L’inconnu, le non prédit, le non prouvé, voilà sur quoi se base la vie. L’ignorance est le terrain de la pensée. L’absence de preuve est le terrain de l’action. Si l’on prouvait qu’il n’y a pas de Dieu il n’y aurait pas de religion. Pas de Handdara, pas de Yomesh, pas de dieux du foyer. Mais aussi, si l’on prouvait qu’il y a un Dieu, il n’y aurait pas de religion… Dis-moi, Genry, qu’est-ce qui est su ? Qu’est-ce qui est sûr, prédictible, inévitable – l’unique chose certaine que tu sais à propos de ton futur, et du mien ?

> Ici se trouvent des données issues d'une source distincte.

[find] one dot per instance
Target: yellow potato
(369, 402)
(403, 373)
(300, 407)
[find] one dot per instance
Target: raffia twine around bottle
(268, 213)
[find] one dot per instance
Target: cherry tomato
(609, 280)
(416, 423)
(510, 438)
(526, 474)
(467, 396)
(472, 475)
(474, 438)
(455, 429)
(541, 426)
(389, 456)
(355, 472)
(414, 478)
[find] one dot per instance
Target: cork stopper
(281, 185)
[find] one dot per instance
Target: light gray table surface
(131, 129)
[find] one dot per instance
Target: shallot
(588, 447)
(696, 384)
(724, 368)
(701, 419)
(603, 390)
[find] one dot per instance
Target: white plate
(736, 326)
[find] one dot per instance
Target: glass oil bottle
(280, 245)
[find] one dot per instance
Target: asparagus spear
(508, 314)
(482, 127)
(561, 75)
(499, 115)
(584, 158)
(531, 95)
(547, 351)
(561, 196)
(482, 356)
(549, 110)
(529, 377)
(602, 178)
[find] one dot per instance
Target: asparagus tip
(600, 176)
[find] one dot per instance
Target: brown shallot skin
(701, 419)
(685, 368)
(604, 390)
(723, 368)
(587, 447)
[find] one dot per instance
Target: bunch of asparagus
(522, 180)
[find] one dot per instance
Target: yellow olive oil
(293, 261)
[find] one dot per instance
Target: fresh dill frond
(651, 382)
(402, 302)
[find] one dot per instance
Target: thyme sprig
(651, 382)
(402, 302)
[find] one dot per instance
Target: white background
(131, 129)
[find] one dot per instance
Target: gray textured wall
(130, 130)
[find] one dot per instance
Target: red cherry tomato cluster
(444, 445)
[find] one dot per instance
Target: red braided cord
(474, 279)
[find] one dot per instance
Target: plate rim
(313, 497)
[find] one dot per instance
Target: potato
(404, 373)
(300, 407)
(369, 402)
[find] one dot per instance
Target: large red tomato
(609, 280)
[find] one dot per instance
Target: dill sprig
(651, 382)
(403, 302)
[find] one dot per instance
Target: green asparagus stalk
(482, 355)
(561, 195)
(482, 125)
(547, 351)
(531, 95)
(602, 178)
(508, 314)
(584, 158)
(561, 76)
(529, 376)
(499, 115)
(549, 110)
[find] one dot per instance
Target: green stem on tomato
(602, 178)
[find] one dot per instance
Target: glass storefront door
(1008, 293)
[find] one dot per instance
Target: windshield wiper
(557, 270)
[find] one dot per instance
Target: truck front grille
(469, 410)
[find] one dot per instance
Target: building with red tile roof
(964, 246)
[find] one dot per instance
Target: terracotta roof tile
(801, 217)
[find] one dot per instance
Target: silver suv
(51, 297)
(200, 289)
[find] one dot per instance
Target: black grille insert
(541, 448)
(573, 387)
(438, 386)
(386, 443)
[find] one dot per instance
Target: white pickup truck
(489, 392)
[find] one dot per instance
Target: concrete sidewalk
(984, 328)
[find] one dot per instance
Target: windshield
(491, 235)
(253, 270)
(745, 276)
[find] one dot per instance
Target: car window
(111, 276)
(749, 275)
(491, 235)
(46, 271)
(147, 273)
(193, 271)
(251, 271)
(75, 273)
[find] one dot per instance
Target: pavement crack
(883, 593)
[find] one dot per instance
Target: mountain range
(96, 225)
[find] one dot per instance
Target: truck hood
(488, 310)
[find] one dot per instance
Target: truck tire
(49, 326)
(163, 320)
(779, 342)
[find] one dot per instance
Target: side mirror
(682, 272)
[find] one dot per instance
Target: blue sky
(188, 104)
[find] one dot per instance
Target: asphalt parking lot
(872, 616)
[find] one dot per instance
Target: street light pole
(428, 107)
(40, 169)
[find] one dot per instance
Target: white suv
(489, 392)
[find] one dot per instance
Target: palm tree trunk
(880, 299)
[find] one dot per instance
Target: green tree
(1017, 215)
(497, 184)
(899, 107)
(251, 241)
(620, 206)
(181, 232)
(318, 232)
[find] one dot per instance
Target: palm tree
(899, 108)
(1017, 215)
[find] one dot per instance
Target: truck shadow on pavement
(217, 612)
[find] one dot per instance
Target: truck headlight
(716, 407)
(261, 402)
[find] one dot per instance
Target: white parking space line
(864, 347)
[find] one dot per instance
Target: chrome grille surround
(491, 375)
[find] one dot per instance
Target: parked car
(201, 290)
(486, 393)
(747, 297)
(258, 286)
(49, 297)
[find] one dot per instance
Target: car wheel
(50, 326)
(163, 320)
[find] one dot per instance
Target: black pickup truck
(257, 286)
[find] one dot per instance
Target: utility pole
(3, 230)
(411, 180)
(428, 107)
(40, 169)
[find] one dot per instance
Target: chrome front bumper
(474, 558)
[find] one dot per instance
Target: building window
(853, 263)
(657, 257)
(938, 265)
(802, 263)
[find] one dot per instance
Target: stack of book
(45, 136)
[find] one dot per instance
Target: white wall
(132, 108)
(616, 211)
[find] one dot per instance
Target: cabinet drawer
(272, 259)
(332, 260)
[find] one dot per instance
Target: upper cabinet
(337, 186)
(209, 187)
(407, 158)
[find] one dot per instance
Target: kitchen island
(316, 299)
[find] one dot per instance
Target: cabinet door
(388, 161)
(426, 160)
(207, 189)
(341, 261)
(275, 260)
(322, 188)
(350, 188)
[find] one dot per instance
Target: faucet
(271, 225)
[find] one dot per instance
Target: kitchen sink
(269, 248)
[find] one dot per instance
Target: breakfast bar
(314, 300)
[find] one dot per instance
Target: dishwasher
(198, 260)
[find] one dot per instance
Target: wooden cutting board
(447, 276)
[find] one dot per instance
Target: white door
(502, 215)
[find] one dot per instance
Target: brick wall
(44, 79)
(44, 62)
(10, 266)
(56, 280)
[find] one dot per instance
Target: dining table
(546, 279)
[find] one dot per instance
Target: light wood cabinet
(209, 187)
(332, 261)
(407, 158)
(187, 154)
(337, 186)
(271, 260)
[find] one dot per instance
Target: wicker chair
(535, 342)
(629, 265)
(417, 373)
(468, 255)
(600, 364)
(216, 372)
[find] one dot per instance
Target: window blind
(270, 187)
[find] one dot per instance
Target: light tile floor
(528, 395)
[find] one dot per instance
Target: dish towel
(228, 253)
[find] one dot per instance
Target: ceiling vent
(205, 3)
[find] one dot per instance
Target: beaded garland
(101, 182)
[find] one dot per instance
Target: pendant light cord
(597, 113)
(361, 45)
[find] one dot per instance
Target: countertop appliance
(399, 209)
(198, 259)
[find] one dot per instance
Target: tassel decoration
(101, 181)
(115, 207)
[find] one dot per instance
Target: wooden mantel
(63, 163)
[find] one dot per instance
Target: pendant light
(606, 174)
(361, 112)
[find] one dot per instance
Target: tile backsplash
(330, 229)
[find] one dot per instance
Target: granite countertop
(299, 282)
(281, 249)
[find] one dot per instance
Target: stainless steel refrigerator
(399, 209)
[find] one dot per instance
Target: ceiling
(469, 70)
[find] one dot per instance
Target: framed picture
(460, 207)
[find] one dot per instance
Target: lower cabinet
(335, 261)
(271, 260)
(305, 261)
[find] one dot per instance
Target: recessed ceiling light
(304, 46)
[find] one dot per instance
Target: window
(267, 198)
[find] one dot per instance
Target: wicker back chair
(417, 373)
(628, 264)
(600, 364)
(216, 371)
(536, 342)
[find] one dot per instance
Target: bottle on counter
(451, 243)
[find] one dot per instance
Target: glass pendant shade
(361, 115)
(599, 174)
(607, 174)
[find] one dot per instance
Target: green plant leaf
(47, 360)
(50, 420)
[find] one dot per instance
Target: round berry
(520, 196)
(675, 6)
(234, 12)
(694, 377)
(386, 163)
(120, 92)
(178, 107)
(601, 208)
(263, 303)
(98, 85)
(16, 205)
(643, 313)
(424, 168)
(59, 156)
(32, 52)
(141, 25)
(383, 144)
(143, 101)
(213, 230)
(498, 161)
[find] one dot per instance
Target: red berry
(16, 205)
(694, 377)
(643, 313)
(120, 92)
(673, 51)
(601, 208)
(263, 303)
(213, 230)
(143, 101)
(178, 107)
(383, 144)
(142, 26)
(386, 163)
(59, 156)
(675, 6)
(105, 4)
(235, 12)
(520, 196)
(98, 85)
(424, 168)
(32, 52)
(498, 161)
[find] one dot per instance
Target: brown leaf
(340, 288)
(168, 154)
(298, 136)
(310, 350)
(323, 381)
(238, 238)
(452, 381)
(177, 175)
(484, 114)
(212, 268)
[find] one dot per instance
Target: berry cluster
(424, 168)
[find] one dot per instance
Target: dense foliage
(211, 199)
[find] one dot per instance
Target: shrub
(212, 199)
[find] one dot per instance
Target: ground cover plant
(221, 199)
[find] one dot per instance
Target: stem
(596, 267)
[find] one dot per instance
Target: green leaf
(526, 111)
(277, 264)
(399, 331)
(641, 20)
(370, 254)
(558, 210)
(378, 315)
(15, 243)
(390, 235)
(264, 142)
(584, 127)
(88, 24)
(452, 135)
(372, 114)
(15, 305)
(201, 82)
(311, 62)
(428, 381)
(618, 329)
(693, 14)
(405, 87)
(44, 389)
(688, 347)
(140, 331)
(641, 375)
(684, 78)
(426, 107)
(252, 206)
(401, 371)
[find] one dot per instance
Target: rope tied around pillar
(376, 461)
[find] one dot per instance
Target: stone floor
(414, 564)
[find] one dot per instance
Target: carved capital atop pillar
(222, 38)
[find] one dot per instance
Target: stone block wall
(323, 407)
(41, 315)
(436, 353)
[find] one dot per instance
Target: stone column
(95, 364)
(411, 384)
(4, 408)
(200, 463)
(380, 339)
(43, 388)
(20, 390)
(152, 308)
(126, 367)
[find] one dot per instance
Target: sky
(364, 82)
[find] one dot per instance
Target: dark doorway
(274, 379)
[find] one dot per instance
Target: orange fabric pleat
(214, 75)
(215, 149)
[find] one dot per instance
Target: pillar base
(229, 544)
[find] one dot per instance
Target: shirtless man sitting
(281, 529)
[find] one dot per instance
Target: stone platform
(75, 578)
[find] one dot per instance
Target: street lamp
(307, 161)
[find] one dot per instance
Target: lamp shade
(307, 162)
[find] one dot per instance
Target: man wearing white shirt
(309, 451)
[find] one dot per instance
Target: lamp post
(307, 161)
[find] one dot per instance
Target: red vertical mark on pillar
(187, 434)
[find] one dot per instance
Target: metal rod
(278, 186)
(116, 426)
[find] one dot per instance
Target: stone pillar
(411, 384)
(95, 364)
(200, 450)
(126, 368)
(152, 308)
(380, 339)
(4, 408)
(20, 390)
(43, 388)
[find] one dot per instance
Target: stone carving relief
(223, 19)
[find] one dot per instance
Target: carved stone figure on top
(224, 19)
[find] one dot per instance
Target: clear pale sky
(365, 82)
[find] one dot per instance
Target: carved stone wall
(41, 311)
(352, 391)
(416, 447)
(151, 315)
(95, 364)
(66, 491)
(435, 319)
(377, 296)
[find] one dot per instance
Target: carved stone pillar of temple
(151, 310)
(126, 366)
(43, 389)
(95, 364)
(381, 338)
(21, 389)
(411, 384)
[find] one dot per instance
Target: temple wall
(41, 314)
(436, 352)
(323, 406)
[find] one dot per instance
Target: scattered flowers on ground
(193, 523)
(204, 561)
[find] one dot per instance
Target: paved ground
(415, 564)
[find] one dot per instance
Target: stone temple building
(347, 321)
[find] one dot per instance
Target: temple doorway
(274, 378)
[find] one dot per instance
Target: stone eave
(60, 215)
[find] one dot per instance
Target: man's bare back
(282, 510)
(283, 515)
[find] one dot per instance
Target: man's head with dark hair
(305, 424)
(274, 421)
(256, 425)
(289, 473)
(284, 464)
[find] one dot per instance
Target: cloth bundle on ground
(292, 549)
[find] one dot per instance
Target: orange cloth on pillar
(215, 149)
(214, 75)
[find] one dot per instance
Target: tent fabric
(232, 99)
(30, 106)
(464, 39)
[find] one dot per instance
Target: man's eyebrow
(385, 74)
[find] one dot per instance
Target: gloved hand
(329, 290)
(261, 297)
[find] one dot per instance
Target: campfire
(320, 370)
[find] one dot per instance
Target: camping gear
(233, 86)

Les histoires de prédictions sont monnaie courante dans la grande famille humaine. Les Dieux parlent, les esprits parlent, les ordinateurs parlent. L’ambiguïté des oracles ou le calcul des probabilités ménagent des issues, et les contradictions sont effacées par la foi.


Nous avions parcouru toute cette distance et passé tout ce temps dans une nature sauvage où rien ne vit et ne parle : roc, glace, ciel, silence ; rien d’autre pendant quatre-vingt et un jours, rien d’autre que moi pour Estraven et lui pour moi.